Hive performance tuning (a) ---- file storage format and compression mode selection

  • Rational use of file storage format

    When the construction of the table, to make use of orc, parquet storage format columns because the columns of storage tables, each column of data is stored together physically, will only need to traverse the column Hive data query, data processing greatly reduced the amount.

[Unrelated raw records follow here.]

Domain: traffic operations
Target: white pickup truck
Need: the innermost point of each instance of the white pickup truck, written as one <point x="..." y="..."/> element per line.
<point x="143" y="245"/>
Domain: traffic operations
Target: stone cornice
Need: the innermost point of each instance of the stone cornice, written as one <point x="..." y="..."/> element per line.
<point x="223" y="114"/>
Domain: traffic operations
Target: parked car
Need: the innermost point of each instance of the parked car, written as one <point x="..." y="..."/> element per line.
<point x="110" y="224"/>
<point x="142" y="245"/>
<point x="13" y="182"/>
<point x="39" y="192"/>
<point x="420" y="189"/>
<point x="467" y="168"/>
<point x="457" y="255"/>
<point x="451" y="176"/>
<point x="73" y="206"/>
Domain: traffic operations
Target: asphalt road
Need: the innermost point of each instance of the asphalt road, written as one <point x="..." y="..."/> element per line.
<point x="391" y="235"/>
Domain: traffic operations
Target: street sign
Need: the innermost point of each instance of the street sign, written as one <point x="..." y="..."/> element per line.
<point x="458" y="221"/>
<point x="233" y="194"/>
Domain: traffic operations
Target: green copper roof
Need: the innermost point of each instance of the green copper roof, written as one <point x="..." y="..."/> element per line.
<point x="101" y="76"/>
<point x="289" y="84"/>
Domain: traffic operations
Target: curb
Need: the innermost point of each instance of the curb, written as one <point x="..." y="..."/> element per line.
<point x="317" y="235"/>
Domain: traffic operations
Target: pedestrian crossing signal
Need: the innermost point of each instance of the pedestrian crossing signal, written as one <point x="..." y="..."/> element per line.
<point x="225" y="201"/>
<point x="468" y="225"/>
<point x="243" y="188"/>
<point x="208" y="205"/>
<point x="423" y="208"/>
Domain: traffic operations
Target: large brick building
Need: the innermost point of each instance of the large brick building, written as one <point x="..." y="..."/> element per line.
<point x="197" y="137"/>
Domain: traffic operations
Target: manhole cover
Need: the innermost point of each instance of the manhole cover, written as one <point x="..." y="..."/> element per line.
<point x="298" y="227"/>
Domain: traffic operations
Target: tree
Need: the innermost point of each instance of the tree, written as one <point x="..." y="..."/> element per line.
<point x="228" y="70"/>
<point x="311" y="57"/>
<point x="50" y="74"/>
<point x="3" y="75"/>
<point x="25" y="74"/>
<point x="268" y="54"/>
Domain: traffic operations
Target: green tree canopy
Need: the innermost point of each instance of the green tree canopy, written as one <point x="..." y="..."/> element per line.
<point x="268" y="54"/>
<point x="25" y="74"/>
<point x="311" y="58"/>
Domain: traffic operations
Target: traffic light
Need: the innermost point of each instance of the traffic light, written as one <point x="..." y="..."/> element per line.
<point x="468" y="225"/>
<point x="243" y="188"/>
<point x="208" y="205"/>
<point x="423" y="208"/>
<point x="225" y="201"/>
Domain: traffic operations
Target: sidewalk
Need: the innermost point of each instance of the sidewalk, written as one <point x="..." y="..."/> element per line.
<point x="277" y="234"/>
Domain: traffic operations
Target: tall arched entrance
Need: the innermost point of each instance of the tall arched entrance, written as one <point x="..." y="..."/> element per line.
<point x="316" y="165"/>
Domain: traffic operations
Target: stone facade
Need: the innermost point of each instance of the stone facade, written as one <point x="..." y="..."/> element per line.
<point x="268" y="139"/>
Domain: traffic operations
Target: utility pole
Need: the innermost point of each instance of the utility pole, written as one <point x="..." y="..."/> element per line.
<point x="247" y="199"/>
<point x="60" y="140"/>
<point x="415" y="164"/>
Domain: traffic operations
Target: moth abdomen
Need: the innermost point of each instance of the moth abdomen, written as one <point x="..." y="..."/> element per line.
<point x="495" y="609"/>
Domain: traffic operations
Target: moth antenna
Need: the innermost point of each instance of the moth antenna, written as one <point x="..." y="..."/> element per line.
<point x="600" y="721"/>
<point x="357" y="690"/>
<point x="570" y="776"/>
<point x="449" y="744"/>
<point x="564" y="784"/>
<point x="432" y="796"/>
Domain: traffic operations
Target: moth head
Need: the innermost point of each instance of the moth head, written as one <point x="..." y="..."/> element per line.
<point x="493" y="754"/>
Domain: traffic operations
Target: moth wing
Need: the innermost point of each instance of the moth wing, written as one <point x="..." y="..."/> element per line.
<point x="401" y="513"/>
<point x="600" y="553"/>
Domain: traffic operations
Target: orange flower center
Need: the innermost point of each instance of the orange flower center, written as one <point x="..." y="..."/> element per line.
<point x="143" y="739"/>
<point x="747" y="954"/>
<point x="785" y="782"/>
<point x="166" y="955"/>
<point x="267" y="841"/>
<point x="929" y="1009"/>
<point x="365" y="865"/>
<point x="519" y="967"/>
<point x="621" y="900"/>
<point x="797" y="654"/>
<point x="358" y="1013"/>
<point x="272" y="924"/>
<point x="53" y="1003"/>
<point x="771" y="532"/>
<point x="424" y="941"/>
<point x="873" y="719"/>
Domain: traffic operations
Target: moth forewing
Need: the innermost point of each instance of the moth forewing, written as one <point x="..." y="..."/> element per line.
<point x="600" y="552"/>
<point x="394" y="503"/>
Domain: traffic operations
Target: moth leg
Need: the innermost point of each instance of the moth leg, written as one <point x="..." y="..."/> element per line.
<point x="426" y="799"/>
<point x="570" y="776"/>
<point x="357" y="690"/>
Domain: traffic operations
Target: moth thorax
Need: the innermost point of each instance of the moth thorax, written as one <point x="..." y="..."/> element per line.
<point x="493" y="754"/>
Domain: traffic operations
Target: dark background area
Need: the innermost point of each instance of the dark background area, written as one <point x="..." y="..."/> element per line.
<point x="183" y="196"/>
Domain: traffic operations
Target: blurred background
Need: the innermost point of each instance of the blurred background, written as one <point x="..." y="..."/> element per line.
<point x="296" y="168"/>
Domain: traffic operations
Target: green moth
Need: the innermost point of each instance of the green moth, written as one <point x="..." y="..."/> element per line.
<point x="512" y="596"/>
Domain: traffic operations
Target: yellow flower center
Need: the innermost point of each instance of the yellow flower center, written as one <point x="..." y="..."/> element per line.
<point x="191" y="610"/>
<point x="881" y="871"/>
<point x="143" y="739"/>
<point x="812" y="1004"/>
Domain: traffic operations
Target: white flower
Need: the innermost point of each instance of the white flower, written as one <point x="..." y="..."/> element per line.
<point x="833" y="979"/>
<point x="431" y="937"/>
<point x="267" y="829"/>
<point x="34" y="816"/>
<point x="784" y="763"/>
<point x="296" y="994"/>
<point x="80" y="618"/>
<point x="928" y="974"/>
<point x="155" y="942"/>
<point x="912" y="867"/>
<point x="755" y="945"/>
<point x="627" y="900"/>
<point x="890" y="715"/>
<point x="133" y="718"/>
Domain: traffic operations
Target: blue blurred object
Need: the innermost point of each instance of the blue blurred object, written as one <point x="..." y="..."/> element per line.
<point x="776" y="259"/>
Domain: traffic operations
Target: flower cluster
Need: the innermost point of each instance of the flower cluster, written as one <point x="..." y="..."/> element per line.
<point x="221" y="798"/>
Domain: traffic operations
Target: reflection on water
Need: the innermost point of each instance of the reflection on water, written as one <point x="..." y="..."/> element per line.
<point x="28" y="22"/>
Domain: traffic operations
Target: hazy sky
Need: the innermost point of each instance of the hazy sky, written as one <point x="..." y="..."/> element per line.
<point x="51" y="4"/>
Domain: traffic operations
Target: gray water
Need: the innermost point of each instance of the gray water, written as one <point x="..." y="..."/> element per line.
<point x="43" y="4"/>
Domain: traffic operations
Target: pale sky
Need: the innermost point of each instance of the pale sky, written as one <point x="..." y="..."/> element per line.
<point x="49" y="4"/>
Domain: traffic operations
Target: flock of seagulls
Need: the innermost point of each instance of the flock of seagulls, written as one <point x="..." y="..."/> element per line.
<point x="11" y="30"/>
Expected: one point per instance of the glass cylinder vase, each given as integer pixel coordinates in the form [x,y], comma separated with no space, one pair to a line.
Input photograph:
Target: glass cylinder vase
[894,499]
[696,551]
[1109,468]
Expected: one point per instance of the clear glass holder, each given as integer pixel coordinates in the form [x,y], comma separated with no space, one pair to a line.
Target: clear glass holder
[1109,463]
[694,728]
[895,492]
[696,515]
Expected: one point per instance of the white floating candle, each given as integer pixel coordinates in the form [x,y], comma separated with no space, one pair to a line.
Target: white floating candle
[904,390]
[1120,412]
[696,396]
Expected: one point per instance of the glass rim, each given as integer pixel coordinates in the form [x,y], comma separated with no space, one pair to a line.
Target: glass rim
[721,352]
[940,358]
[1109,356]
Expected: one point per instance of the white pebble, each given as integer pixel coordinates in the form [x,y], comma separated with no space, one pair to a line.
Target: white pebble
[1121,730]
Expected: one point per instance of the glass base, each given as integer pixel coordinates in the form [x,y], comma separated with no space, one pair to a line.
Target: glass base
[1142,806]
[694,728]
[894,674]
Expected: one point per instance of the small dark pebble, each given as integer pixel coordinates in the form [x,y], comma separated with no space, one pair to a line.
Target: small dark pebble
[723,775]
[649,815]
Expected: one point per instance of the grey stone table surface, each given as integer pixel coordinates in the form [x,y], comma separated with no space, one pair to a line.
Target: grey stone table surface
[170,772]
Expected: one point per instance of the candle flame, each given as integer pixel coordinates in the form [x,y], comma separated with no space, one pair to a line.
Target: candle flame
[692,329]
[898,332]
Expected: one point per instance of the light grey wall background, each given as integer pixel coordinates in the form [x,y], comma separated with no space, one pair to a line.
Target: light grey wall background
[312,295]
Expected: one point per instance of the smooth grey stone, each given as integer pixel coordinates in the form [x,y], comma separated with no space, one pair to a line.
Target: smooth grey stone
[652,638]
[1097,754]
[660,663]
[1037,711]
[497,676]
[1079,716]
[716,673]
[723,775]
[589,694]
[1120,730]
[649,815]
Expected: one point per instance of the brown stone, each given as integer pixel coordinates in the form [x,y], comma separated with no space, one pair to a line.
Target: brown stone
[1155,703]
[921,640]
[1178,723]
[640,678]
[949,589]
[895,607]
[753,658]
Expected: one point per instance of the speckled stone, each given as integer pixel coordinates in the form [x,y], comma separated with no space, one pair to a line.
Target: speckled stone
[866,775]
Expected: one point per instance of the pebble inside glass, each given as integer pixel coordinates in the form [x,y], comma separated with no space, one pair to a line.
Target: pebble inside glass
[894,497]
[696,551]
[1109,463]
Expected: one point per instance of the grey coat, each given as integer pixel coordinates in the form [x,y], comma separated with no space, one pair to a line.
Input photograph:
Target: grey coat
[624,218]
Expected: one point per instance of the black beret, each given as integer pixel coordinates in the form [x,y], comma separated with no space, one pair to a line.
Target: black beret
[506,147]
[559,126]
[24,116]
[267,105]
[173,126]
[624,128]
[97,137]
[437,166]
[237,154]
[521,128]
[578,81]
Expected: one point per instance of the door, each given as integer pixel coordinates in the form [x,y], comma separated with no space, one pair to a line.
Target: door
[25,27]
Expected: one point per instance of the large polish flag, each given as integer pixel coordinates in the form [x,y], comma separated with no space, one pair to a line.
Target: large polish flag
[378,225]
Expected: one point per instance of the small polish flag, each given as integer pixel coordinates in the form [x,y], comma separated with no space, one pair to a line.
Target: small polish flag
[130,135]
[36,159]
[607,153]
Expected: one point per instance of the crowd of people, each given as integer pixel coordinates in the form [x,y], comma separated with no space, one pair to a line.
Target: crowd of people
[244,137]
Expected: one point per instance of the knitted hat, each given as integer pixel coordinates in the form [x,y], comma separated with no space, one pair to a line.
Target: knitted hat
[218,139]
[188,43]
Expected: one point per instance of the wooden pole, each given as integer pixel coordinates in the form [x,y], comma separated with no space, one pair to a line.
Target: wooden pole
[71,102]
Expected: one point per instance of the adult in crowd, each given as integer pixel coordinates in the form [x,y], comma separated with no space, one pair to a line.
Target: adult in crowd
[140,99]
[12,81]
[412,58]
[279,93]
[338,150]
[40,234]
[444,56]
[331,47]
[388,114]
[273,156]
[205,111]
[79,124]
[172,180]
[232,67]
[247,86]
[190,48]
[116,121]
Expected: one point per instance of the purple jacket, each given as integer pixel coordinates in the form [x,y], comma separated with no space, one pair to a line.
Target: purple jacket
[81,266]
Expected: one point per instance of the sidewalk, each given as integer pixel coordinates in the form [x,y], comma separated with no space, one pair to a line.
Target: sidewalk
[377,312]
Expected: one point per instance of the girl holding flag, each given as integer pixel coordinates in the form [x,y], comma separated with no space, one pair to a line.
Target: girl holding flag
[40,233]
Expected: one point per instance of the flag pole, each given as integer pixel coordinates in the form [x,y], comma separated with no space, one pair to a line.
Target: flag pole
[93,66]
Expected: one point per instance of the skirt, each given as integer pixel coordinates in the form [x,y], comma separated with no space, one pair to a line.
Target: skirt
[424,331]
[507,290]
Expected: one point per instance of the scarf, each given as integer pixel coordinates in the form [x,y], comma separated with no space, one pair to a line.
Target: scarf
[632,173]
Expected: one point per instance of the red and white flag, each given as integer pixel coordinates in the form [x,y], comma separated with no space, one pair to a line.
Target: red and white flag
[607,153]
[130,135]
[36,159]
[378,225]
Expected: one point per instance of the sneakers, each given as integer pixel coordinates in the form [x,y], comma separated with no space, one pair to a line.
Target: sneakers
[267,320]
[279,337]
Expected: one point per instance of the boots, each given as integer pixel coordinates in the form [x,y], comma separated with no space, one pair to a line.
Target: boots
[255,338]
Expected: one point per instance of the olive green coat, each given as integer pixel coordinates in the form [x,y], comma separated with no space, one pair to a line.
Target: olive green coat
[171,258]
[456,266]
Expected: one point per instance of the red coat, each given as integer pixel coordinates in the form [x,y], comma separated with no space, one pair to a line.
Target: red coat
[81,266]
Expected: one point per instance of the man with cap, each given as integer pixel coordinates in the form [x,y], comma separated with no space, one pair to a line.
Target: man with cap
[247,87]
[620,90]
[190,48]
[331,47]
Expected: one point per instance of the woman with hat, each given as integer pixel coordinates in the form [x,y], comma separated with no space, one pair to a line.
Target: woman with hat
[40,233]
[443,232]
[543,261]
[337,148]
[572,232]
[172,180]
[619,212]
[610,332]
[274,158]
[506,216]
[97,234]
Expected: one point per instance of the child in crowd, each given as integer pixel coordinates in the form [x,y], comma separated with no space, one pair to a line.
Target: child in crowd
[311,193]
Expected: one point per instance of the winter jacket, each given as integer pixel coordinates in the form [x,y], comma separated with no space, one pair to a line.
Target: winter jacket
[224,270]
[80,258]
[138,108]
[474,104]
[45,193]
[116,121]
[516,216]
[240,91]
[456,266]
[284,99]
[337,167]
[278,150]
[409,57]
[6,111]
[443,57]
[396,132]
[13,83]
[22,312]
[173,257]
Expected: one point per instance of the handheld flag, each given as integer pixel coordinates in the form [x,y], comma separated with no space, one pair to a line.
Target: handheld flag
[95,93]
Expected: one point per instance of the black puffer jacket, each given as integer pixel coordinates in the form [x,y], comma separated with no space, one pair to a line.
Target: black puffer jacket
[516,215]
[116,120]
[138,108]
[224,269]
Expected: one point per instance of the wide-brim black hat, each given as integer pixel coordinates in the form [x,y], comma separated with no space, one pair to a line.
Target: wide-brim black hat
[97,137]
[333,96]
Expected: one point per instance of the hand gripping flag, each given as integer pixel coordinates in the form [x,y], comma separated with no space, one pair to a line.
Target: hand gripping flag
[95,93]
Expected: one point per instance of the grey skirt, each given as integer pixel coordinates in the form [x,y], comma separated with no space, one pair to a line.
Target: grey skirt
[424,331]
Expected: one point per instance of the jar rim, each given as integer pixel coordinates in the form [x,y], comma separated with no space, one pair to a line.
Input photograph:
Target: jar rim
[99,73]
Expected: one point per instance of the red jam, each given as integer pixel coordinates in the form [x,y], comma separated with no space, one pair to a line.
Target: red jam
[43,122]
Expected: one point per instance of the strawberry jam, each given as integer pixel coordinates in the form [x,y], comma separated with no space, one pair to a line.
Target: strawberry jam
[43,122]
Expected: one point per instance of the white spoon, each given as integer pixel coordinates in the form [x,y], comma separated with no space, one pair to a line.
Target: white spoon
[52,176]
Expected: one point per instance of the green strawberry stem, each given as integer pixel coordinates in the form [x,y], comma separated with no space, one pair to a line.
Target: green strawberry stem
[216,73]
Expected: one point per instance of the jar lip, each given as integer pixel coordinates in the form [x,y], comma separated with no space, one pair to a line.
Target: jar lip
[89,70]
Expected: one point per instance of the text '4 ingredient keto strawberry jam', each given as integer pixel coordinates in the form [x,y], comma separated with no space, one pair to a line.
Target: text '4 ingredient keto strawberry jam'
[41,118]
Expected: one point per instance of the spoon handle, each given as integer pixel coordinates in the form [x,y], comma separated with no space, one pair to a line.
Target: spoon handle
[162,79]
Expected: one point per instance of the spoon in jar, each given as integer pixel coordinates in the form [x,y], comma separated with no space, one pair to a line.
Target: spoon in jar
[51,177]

  • Use the appropriate file compression

    Hive is ultimately converted MapReduce programs to be executed, and MapReduce performance bottleneck is the disk and network IO IO, to resolve performance bottlenecks, the most important is to reduce the amount of data, data compression is a good way. Although the compression the amount of data, but the compression process consumes the CPU, but in Hadoop, often not the performance bottleneck CPU, CPU pressure is not great, the full use of compressed comparison idle CPU.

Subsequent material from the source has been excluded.